I graduate from Georgia Tech next week, so I thought now would be a great time to revist one of the first projects I worked on as a student here.

T-Square

When I started at Tech back in 2015, we used an online learning management system called T-Square. It was the platform we used for all of our courses, and it included things like our assignments, grades, resources, and instructor announcements. T-Square was built in the early-2000s, and it looks the part. The mobile site is a particularly bad offender, with no visual styling to speak of. After dealing with it for my first two weeks of class, I decided I wanted to try and do something about it.

Creating T-Squared

I spent the majority of my first semester working on T-Squared, a native iOS client for the T-Square platform.

T-Square doesn’t have an official API, so T-Squared fetched all of its content by scraping the platform’s mobile site. The app included all of the important information you’d expect — assignments, resources, and grades for all of your classes — but I also got to build some interesting features that didn’t exist on T-Square itself. One of its biggest killer features was that it would calculate your total grade in a class (T-Square didn’t do that for some reason, even though it had all of the data on-hand). It also let you add grade predictions so you could see how they would affect your overall course grade (a “what if” calculator).

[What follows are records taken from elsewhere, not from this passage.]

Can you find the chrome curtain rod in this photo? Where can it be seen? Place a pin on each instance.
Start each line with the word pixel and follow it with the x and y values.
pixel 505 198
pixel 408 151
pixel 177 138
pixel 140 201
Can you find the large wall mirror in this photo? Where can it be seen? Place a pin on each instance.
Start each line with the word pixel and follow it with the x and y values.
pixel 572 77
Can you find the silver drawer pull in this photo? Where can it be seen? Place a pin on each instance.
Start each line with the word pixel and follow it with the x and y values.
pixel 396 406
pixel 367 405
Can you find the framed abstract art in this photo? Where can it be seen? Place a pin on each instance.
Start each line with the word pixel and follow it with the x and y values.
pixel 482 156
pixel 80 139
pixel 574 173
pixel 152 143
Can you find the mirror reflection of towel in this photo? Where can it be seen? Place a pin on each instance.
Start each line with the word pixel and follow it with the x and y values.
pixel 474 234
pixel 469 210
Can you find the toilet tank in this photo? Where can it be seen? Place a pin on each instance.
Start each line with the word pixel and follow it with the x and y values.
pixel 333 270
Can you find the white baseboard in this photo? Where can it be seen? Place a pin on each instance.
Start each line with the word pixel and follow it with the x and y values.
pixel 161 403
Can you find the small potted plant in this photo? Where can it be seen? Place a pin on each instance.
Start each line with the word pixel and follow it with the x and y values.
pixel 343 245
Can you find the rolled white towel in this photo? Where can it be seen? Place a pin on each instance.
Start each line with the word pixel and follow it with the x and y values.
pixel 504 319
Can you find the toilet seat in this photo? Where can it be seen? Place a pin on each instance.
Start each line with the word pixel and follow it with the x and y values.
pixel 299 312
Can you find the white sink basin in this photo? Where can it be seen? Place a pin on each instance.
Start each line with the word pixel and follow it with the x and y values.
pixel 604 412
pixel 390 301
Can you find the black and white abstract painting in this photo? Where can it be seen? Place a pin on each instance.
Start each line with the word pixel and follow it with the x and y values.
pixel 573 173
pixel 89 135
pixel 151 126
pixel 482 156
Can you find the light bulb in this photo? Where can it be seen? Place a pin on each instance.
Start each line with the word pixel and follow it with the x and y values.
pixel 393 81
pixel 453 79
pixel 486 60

Over the course of its lifetime, T-Square was downloaded over 12,000 times and used by students over 2,000,000 times! Back when it was in its prime, it wasn’t uncommon to see people using it a few rows up in big lecture halls.

Phasing Out T-Square

But T-Square was evantually replaced with a new system called Canvas, and it was phased out completely after the Fall 2018 semester. I finally got around to de-listing T-Squared while I was writing this post (April 2019). It was a very important part of my early college life, so I’m definitely sad to see it go. Thanks for the memories!